HLA typing in a Kenyan cohort identifies novel class I alleles that restrict cytotoxic T-cell responses to local HIV-1 clades.
Bird TG., Kaul R., Rostron T., Kimani J., Embree J., Dunn PP., Bwayo JJ., Plummer FA., Rowland-Jones SL., Dong T., Oxford-Nairobi HLA Collaborative Group None.

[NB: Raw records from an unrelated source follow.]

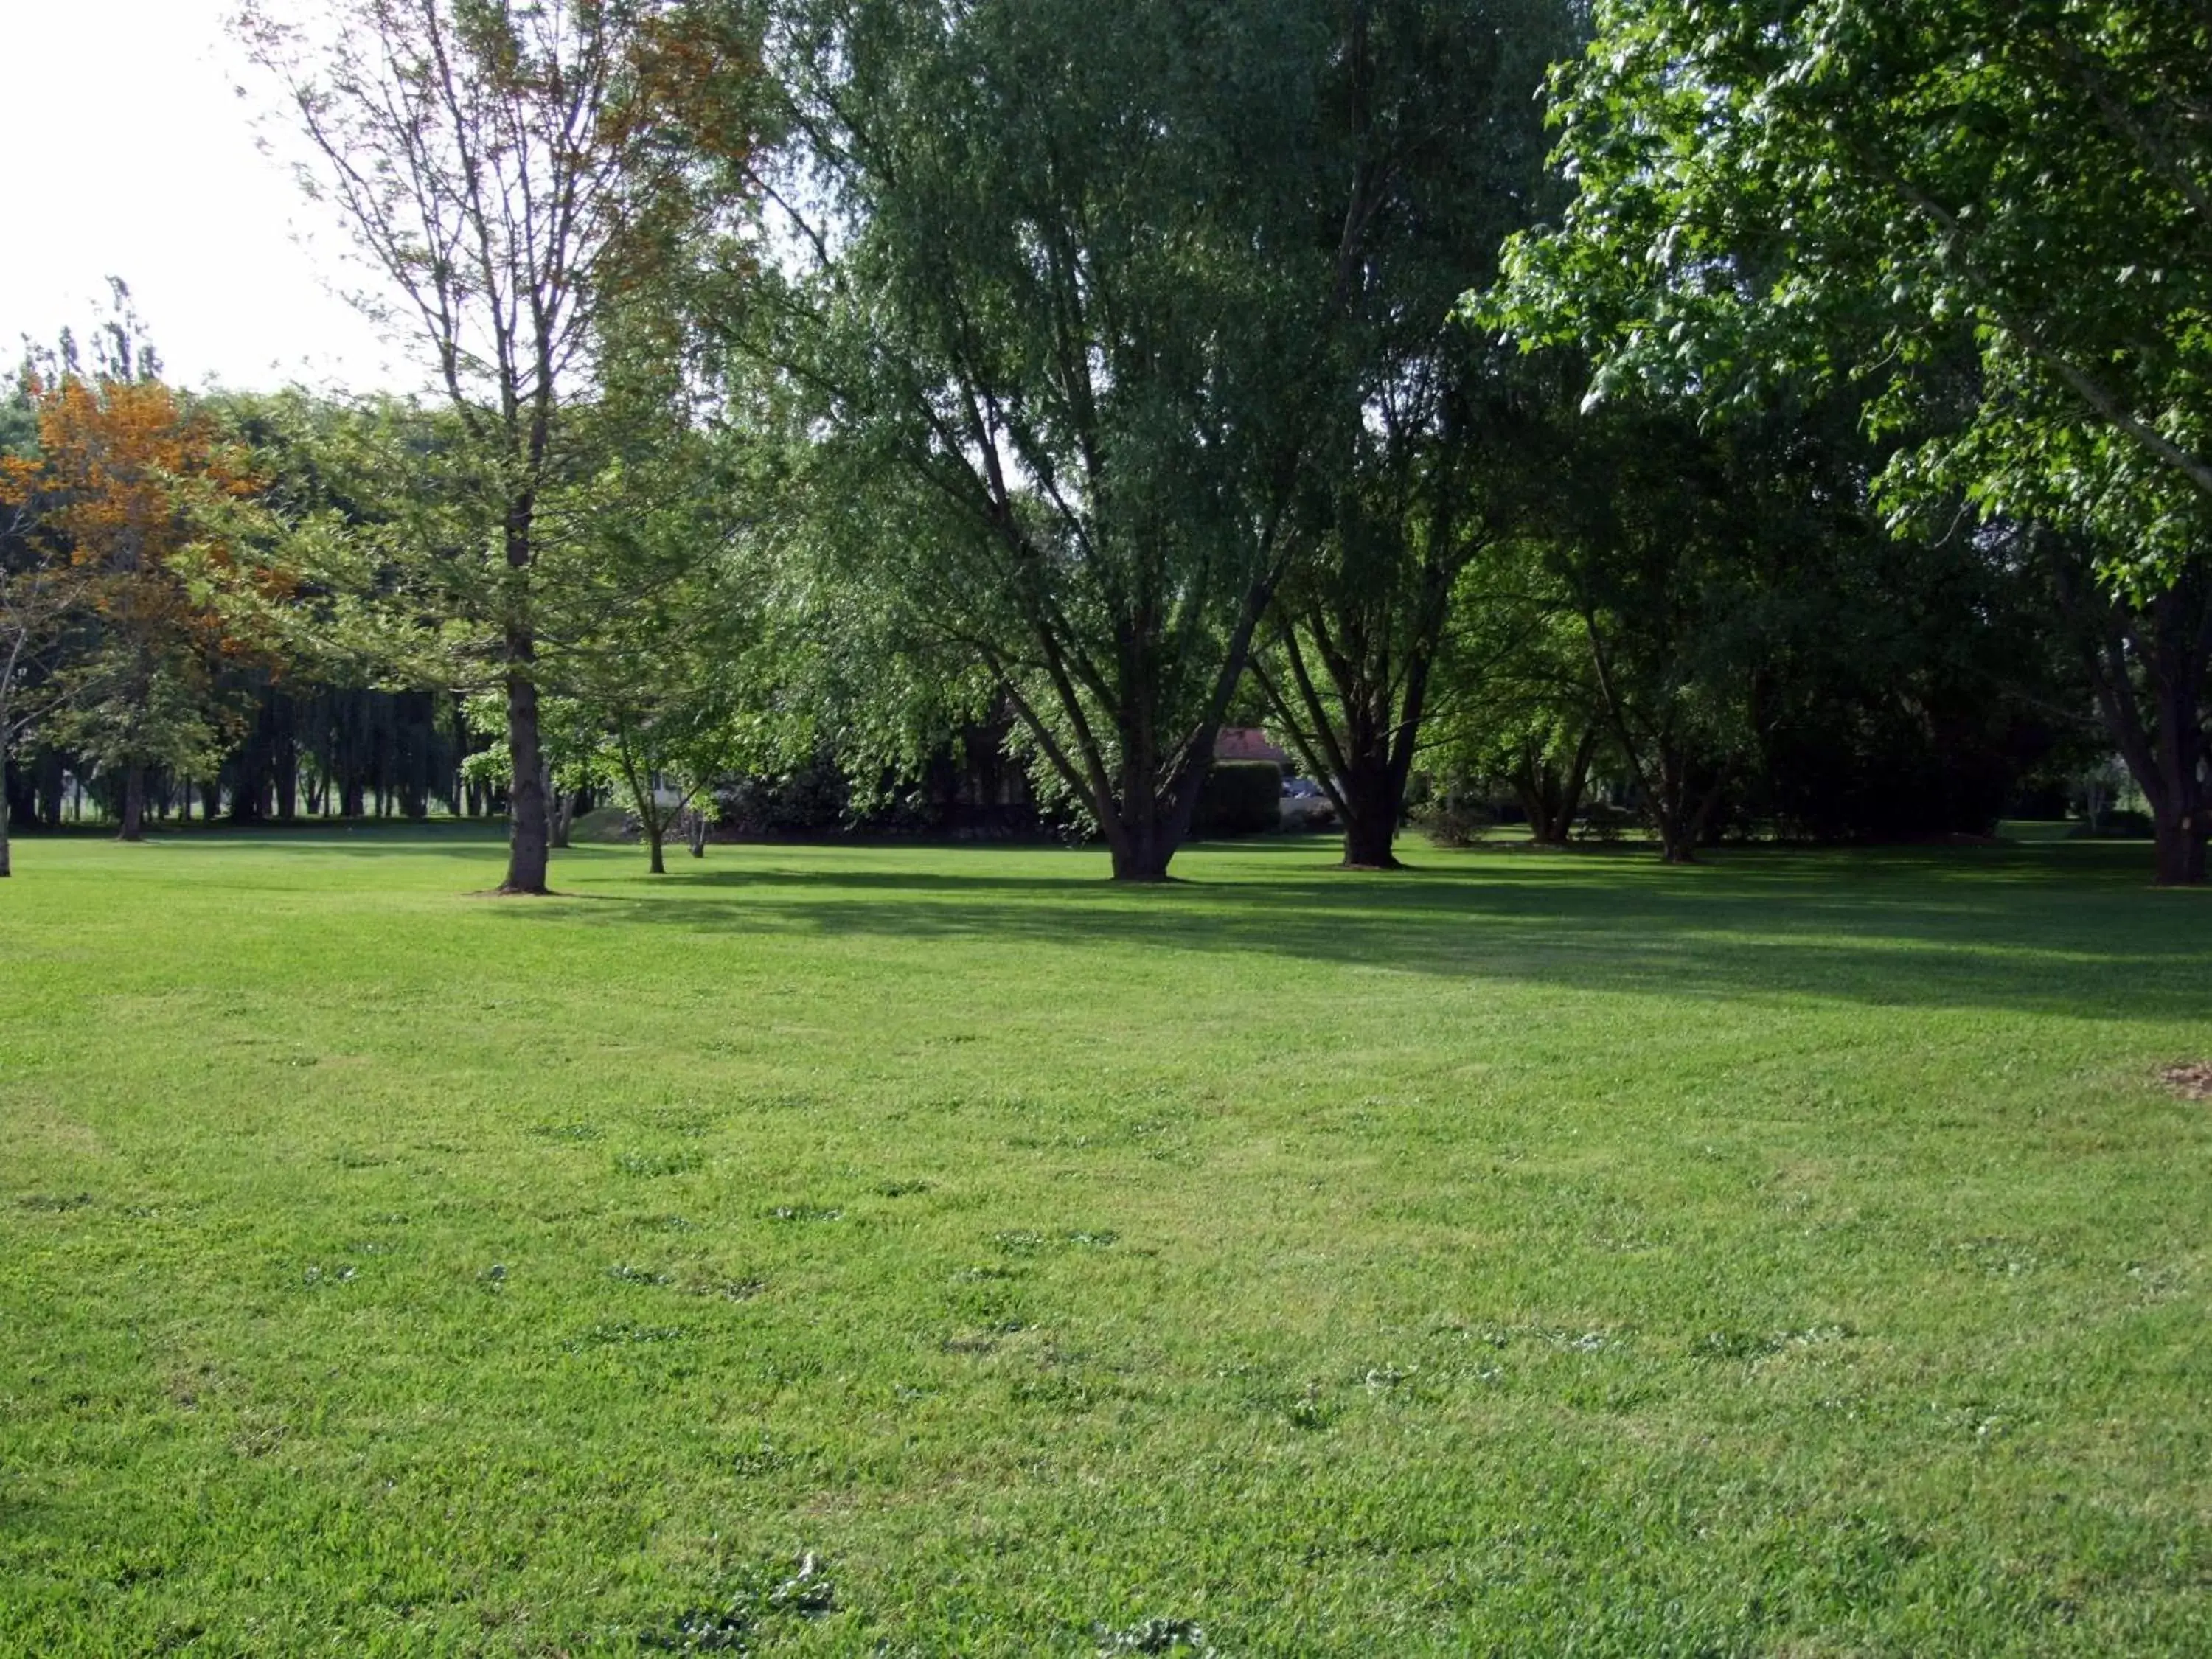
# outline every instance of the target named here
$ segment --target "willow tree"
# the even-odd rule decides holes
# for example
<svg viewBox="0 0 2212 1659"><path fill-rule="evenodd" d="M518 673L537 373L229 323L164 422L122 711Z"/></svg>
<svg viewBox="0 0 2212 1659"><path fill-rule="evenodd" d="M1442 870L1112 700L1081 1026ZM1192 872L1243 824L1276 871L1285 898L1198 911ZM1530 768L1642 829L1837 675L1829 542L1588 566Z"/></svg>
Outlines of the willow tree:
<svg viewBox="0 0 2212 1659"><path fill-rule="evenodd" d="M883 632L1014 711L1117 879L1166 876L1301 551L1391 189L1369 9L796 0L776 37L793 257L724 320L811 399Z"/></svg>
<svg viewBox="0 0 2212 1659"><path fill-rule="evenodd" d="M569 536L569 428L602 324L702 210L690 135L741 152L757 59L737 9L687 0L249 0L240 34L283 85L300 173L380 279L371 314L419 348L465 442L474 547L441 586L498 664L514 761L509 893L546 890L539 565ZM301 12L305 21L294 21Z"/></svg>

OBJECTIVES: To investigate HLA class I allele frequencies in a Kenyan commercial sex worker (CSW) cohort, and to examine HIV-1 specific cytotoxic T lymphocyte (CTL) responses directed against epitopes derived from locally prevalent clade A virus. METHODS: PCR-single strand polymorphism HLA class I typing. Sequencing of novel alleles and examination of their distribution in the CSW cohort, and a low risk HIV uninfected cohort. The peptide-binding motif of a novel class I allele was predicted, and a panel of candidate CTL epitopes was synthesized whose functional significance was examined using ELISpot and Cr release assays. RESULTS: Class I HLA-A and B frequencies within the cohort are presented. Two novel class I alleles were found, HLA-B*4415 and HLA-Cw*0407. These two class I alleles were relatively common, both in the CSW cohort (2.1% and 3.3% respectively) and in a cohort of lower risk women (1.9% and 3.8% respectively). Allele HLA-B*4415 restricted CTL responses against a novel epitope (EEKAFSPEV) derived from p24 of clade A HIV-1, and HLA-Cw0407 restricted CTL against a predefined HLA-Cw*0401 gp120 epitope. CONCLUSIONS: Multi-epitope vaccine design requires knowledge of HLA class I distribution and HIV CTL epitope characterization in potential target populations. The description of two novel HLA class I alleles at high frequency in this high risk Kenyan CSW cohort suggests that HLA mapping of vaccine cohorts and subsequent characterization of local CTL epitopes will be warranted prior to vaccine trials.